Denn schon vor Monaten haben die Minister beschlossen, unter anderem die Kooperation zwischen den nationalen Behörden zu verbessern, den Datenaustausch zu forcieren oder den Grenzschutz zu verstärken. Auch die Terrorfinanzierung sollte bekämpft werden. Darauf wies EU-Ratspräsident Donald Tusk bei einer Pressekonferenz in Antalya hin, wo sich derzeit die Vertreter der G20-Staaten versammelt haben. "Terroristische Netzwerke können nicht planen und operieren, wenn sie das Geld nicht haben, das durch die Finanzsysteme zahlreicher Länder fließt", stellte Tusk fest. Daher müsste es volle Kooperation bei der Weitergabe von Informationen über verdächtige Transaktionen geben.
Allerdings werden die Pariser Attentate wohl ebenfalls Auswirkungen auf die Debatten um die Verteilung der Flüchtlinge in der EU und den Schutz der Grenzen haben. Davor, dass das Schengen-Abkommen, das Reisen ohne Passkontrollen innerhalb weiter Teile Europas ermöglicht, durch den Bau neuer Zäune in immer mehr Mitgliedstaaten gefährdet sei, warnt die EU-Kommission schon seit einiger Zeit. Zwar war es eine übliche Reaktion, dass Frankreich nach den Terrorattacken seine Grenzen schließen ließ, doch könnten generell Forderungen nach einer Abschottung der EU wieder lauter werden. Bayerns Ministerpräsident Horst Seehofer hat schon für eine stärkere Kontrolle der europäischen, aber auch der nationalen Grenzen plädiert.
Zwist um Umsiedlungspläne
Parallel dazu könnte sich die Diskussion um die Aufnahme und Versorgung von Asylwerbern verschärfen. Es gibt nämlich Hinweise darauf, dass zumindest einer der mutmaßlichen Täter als Flüchtling getarnt über Griechenland in die EU eingereist war. Und schon zuvor hat es aus mehreren Mitgliedstaaten Mahnungen gegeben, dass sich unter die Schutzsuchenden Terroristen mischen könnten. Daher wurde in der Slowakei oder in Ungarn vor allem der Sicherheitsaspekt in den Vordergrund gerückt: Politiker beeilten sich, ihren Bürgern zu versichern, dass das Land gut geschützt sei.
Das wurde auch als Grund angeführt, skeptisch gegenüber der Verteilung von bis zu 160.000 Asylwerbern in der EU zu sein, auf die sich die Innenminister der Union geeinigt haben. Die neue polnische Regierung, die Anfang der Woche vereidigt werden soll, hat bereits Einwände gegen die Umsiedlungspläne geäußert. Und der slowakische Premier Robert Fico, der ein Quotensystem zur Aufteilung der Schutzsuchenden ebenfalls ablehnt, sprach kurz nach den Anschlägen erneut von dem Sicherheitsrisiko, das er in den Migrationsströmen sieht. Er brachte die Hoffnung zum Ausdruck, dass "jetzt einige Leute ihre Augen öffnen".

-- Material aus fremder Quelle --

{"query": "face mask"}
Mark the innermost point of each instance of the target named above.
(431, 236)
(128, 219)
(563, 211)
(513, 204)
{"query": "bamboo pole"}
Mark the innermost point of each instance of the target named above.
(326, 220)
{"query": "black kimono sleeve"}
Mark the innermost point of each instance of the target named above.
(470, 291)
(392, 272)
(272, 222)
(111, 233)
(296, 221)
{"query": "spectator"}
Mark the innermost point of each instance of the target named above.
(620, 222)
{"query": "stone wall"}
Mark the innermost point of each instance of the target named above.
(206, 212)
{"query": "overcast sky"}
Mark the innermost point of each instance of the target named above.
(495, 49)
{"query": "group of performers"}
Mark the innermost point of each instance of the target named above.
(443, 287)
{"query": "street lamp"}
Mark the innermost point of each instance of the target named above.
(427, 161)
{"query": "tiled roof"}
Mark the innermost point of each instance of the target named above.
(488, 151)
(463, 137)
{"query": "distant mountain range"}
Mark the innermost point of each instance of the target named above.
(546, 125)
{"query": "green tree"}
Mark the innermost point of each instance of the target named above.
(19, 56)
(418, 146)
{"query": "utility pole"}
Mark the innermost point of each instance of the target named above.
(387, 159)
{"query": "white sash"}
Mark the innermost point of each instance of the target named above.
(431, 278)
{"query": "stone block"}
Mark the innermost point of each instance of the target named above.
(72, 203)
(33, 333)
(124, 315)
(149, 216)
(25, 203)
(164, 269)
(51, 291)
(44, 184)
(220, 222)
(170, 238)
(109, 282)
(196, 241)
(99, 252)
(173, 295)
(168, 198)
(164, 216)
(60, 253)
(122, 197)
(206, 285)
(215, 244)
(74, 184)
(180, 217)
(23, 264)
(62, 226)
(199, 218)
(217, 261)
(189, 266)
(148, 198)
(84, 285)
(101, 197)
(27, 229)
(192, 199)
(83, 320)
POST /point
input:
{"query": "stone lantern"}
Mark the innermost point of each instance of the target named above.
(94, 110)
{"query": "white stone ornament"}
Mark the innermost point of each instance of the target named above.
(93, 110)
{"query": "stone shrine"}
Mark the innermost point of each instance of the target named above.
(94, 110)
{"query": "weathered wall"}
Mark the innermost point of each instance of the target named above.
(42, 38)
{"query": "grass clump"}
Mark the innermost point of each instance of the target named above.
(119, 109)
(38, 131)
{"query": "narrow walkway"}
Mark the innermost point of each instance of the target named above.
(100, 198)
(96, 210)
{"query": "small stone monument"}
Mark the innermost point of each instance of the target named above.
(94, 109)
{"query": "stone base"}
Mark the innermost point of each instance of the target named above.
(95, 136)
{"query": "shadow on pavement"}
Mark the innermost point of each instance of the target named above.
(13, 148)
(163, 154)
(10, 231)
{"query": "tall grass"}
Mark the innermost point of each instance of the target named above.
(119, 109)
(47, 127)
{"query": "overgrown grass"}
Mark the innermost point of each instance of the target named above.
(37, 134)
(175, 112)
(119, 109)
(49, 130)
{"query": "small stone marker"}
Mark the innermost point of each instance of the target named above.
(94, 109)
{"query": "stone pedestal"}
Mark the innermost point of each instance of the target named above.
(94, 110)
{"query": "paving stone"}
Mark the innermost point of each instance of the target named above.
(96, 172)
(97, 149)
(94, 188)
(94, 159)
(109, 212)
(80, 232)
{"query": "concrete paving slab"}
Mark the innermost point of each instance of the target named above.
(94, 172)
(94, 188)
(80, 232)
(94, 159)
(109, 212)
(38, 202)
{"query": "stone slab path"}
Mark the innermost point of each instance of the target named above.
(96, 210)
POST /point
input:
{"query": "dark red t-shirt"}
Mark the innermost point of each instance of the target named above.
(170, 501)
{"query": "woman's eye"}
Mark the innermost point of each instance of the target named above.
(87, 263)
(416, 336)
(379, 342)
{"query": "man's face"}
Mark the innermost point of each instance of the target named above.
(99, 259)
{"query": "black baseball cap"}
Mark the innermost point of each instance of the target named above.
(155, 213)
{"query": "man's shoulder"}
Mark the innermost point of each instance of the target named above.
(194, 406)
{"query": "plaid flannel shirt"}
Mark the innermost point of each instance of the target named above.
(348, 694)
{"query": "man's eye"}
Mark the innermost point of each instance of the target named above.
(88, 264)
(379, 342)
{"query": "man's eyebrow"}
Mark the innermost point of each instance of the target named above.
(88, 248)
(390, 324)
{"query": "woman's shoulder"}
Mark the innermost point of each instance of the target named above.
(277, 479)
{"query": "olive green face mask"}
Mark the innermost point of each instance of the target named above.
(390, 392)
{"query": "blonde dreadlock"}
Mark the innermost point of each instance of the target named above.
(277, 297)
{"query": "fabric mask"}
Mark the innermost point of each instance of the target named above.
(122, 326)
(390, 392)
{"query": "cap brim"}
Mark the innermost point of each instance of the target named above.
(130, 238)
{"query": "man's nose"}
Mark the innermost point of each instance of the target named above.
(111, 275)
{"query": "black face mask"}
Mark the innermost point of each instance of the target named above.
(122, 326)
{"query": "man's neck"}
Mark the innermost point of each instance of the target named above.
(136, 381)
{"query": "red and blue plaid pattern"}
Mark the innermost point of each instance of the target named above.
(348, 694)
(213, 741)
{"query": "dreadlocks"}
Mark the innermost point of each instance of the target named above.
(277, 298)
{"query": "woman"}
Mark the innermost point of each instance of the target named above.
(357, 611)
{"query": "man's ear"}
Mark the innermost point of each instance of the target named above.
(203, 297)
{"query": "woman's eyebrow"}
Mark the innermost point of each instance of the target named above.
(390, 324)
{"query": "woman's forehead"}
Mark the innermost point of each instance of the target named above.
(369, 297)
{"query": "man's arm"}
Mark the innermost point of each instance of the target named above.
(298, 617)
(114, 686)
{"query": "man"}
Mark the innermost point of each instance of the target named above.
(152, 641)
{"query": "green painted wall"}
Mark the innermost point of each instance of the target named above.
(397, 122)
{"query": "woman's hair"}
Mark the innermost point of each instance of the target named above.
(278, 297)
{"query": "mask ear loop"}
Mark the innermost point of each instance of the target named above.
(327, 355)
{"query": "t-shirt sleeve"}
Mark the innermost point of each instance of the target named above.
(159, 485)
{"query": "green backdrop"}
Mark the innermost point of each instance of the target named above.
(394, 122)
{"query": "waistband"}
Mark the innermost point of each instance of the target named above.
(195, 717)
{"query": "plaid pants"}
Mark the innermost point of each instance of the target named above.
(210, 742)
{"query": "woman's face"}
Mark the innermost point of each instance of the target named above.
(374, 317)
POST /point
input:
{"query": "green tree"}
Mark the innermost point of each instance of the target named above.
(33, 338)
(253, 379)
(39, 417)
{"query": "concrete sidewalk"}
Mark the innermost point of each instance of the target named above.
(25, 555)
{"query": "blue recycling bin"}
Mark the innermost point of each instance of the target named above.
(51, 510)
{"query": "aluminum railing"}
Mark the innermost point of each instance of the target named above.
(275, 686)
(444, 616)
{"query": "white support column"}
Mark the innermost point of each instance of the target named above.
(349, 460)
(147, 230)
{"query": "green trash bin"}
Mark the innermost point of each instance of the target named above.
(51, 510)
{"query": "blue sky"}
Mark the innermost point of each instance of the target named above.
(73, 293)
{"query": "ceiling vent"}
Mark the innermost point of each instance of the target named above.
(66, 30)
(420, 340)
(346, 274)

Solchen Überlegungen setzte EU-Kommissionspräsident Jean-Claude Juncker eine Klarstellung entgegen. "Wir sollten die verschiedenen Gruppen, die nach Europa gelangen, nicht miteinander verwechseln", sagte er beim G20-Treffen in der Türkei. Die Terroristen von Paris seien Verbrecher und keine Flüchtlinge oder Asylwerber, die "gute Gründe haben, an unsere Tür zu klopfen". Juncker betonte, dass "diejenigen, die diese Angriffe organisieren und diejenigen, die sie ausführen, genau die sind, vor denen die Flüchtlinge fliehen".
Eine Notwendigkeit, die Pläne zur Verteilung der Asylwerber zu ändern, ortet der Kommissionspräsident nicht. Die Politiker, die sich das wünschen, sollten sich nicht von ihren ersten emotionalen Reaktionen leiten lassen.